My Lords, I thank the Minister for a very clear exposition. I very much agree that the connected person issue needed to be addressed, and has been very adequately addressed in the order.
However, this is an opportunity to make a slight diversion in terms of independent production. I noticed that the Minister went back to the original 1990 Broadcasting Act and talked about the three limbs and the reasons for the independent production quotas that were set out in that Act: promoting cultural diversity; stimulating the growth of small and medium-sized enterprises; and tackling vertical integration. It is worth while reminding ourselves of those. I noticed that when the committee met in the Commons, everybody vied to talk about their favourite programme and which independent production companies made “The Great British Bake Off”, “Sherlock”, “Rev.” and the like.
However, the fact is that independent does not necessarily mean small—some of these independent companies are very large and it is a very contestable market out there between some of the independent production companies. In that context, it is very interesting that the noble Lord, Lord Hall, in a speech in July, talked about opening up the BBC further to independent production. That then leads on to the BBC charter review and the review by Ofcom of PSB, which I think will be complete next year. PACT has some very interesting ideas about how the BBC might, in its words, become much more of a “publisher broadcaster” over time. All these are very interesting ideas that do not flow directly from this order but certainly form part of a general thinking—a rethinking, if you like—about the role of independent producers.

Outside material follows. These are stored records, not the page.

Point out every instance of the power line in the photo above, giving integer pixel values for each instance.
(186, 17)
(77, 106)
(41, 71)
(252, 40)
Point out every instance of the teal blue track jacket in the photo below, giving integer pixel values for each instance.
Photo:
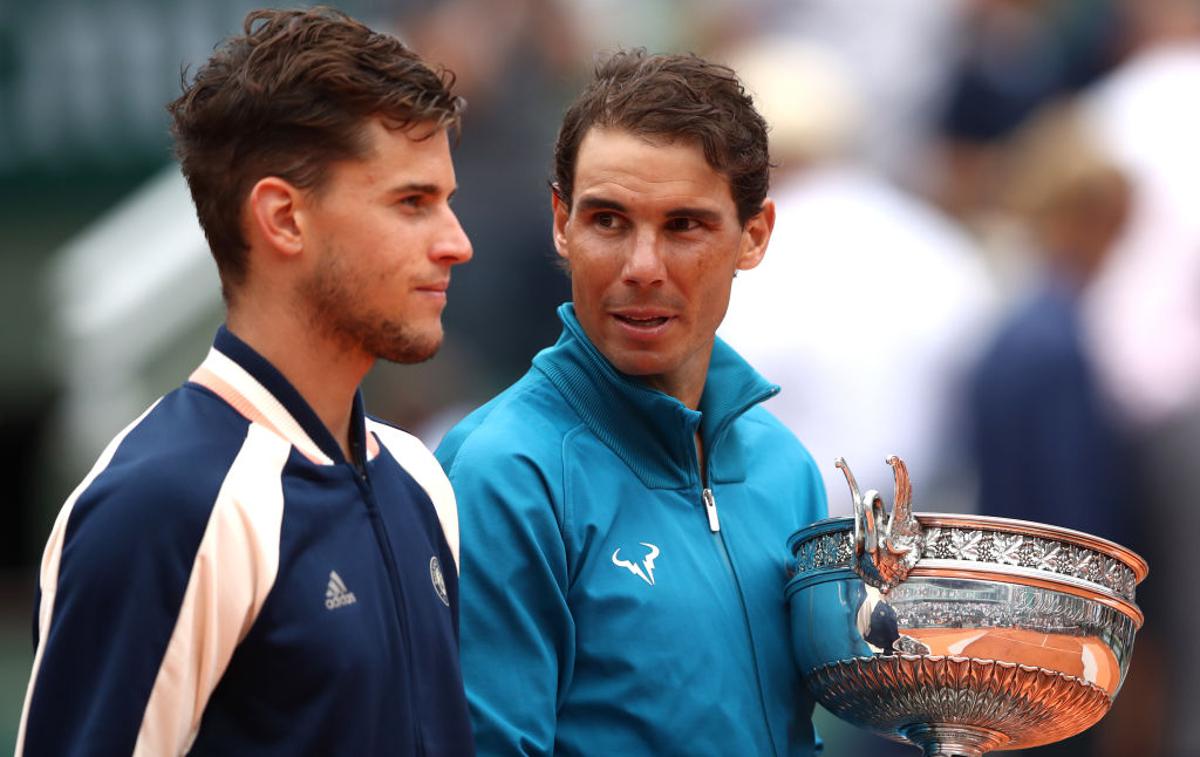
(612, 601)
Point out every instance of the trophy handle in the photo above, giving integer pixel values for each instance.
(886, 547)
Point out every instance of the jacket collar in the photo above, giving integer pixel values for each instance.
(651, 431)
(237, 373)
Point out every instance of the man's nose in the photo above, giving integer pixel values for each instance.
(645, 266)
(454, 247)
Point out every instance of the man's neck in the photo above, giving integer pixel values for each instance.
(325, 374)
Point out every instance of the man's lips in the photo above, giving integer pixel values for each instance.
(648, 319)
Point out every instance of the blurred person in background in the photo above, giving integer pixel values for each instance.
(1044, 440)
(1015, 56)
(875, 300)
(625, 505)
(253, 565)
(1141, 319)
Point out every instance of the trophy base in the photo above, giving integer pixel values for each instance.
(953, 740)
(954, 707)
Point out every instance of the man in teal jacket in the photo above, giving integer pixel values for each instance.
(625, 505)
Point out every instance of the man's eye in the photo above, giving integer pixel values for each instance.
(682, 224)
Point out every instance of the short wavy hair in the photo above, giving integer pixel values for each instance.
(672, 97)
(288, 97)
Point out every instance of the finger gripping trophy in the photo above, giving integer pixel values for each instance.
(960, 634)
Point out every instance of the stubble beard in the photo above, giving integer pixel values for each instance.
(333, 308)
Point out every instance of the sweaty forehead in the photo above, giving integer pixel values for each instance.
(631, 169)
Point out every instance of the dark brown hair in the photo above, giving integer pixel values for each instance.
(672, 97)
(287, 98)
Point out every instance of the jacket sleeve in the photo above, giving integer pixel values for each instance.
(516, 629)
(145, 589)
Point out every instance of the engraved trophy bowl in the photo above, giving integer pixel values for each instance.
(960, 635)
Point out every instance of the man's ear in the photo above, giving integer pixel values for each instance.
(756, 235)
(274, 209)
(562, 215)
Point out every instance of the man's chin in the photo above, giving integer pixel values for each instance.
(412, 352)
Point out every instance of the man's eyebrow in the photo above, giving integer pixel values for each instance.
(699, 214)
(600, 203)
(417, 186)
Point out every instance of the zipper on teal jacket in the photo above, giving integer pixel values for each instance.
(708, 499)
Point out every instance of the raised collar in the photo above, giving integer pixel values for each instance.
(237, 373)
(651, 431)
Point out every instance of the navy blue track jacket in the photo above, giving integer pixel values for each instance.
(225, 582)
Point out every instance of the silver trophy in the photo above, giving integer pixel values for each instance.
(960, 634)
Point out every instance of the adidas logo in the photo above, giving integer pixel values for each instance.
(337, 595)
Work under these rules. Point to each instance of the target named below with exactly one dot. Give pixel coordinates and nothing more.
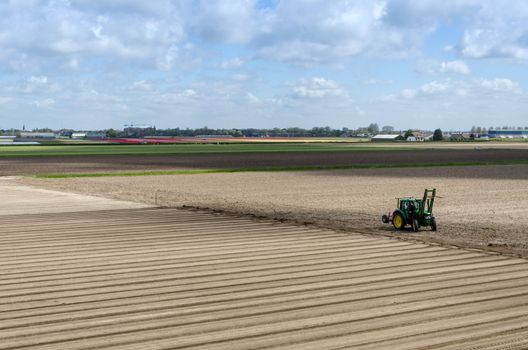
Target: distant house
(95, 135)
(387, 138)
(78, 135)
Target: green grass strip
(279, 169)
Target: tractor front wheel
(415, 225)
(397, 221)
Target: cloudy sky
(93, 64)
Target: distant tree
(110, 133)
(373, 128)
(438, 135)
(387, 129)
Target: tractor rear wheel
(415, 225)
(397, 221)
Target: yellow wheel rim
(397, 220)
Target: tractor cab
(413, 211)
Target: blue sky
(95, 64)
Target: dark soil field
(117, 163)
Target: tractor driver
(410, 209)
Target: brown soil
(483, 207)
(75, 164)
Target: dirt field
(485, 207)
(173, 279)
(116, 163)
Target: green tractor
(414, 212)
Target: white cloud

Since 1990, we have had a particular regime. Is it time, now we have such a robust independent production sector, to move further? Should we be encouraging the BBC—not only with the actions of the noble Lord, Lord Hall, but through the charter review—to engage more in independent commissioning? I notice that the noble Lord, Lord Hall, has plans effectively to make the BBC’s in-house production part of a market in which it will be competing, in a sense, against the independent producers. Again, that is a very interesting idea, and it is very forward-thinking of him. I assume it is to make sure that that production is seen as being as efficient as it can be and is not characterised as bloated or whatever, as it has been in the past by certain commentators. That sounds a very defensible action. It will be interesting to hear the Minister’s comments on whether DCMS was thinking in that direction and on what thoughts it had on the subject generally. I support the order.